Ed Miliband encouraged the EC bollocks when he was Environment Minister, most Tory MEPs voted against a switch back from flood management to defence, Nigel Farage didn’t turn up for the vote, George Osborne cut the rescue infrastructure budget…..and nobody from Strasbourg to Somerset gave a second’s thought to the hundreds of jobs and thousands of houses not likely to benefit from returning The Levels to its natural state.
Bill Oddie says wildlife preservation is important – and it is: Somerset Levels is home to a diverse range of wildlife including wading birds, curlews, bitterns, otters, dragonflies and an abundance of wildflowers. In winter over 80,000 water birds gather across the area and often flocks of thousands of starlings can be seen swirling in the skies at dusk. But it is also home to Axbridge, an important market town of 2,057 people. It has endless thriving businesses and five restaurants. Nearby, in the picturesque village of East Lyng, properties and businesses are flooded up to nearly their roof lines. Agricultural contractor Lesley Webber, 52, lives in a 120-year-old property in East Lyng which has never flooded before. The place looks like a cross between Waterworld and a ghost town.
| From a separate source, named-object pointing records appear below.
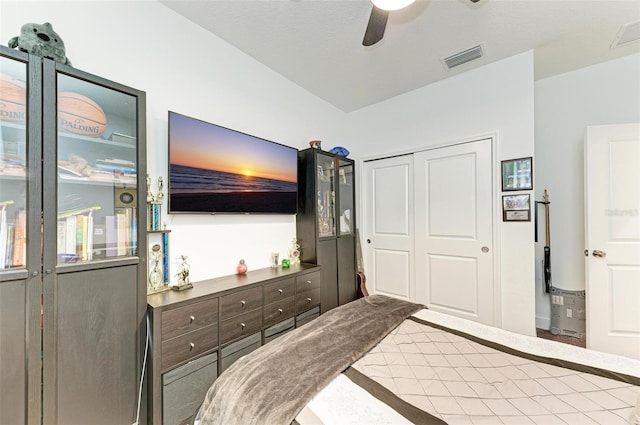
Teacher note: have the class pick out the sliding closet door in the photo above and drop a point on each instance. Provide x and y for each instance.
(387, 240)
(453, 241)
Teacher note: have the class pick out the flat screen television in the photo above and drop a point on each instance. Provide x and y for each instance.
(213, 169)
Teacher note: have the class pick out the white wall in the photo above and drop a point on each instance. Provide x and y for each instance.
(182, 68)
(497, 99)
(607, 93)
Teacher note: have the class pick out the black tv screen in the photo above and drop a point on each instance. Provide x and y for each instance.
(213, 169)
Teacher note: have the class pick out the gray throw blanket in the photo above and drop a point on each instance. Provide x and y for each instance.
(272, 384)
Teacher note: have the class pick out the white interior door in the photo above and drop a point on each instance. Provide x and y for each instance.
(387, 241)
(454, 230)
(612, 196)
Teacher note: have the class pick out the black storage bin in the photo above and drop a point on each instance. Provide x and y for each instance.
(235, 350)
(184, 388)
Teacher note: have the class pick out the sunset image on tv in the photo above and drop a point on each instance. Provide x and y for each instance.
(213, 169)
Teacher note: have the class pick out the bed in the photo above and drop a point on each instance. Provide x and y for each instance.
(381, 360)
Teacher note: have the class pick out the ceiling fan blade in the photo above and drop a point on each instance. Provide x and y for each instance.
(375, 27)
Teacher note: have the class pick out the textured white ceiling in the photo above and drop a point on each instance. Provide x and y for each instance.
(318, 43)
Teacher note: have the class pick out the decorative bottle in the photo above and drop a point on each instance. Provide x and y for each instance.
(242, 267)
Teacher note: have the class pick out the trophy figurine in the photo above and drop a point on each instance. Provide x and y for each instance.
(183, 275)
(150, 196)
(160, 195)
(294, 252)
(155, 276)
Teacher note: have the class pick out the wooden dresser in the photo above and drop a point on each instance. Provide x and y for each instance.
(199, 332)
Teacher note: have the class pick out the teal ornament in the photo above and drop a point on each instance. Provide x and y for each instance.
(41, 40)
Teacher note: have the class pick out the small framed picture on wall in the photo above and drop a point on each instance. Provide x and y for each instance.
(517, 174)
(516, 208)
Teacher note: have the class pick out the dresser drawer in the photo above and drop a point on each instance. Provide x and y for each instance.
(279, 310)
(307, 299)
(308, 281)
(242, 325)
(279, 290)
(186, 346)
(189, 318)
(240, 302)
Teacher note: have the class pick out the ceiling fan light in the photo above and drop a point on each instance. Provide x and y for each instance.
(391, 4)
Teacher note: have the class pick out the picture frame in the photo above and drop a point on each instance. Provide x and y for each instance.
(516, 207)
(517, 174)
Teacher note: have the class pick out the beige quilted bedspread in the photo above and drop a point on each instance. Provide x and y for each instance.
(465, 382)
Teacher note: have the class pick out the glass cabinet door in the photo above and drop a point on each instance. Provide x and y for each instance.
(345, 189)
(325, 184)
(13, 164)
(96, 170)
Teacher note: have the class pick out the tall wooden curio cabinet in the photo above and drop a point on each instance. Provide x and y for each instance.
(325, 222)
(72, 263)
Failure to maintain weather defences is the product of EC idiocy, budget cuts over time, and paying lip-service to eco-drivel. But this shower expect us to take the nature reserve argument seriously when all across England, the Government is both repaying its construction industry bribe-lobbyists by building on long-established Green Belt and Flood Plains and facing in the opposite direction with Brussels.
I’d love to think that this latest act of hypocritical disloyalty to British citizens will finally wake up the middle Englanders. But the Daily Mail is working hard to blaming their usual whipping boys; so somehow, I doubt it.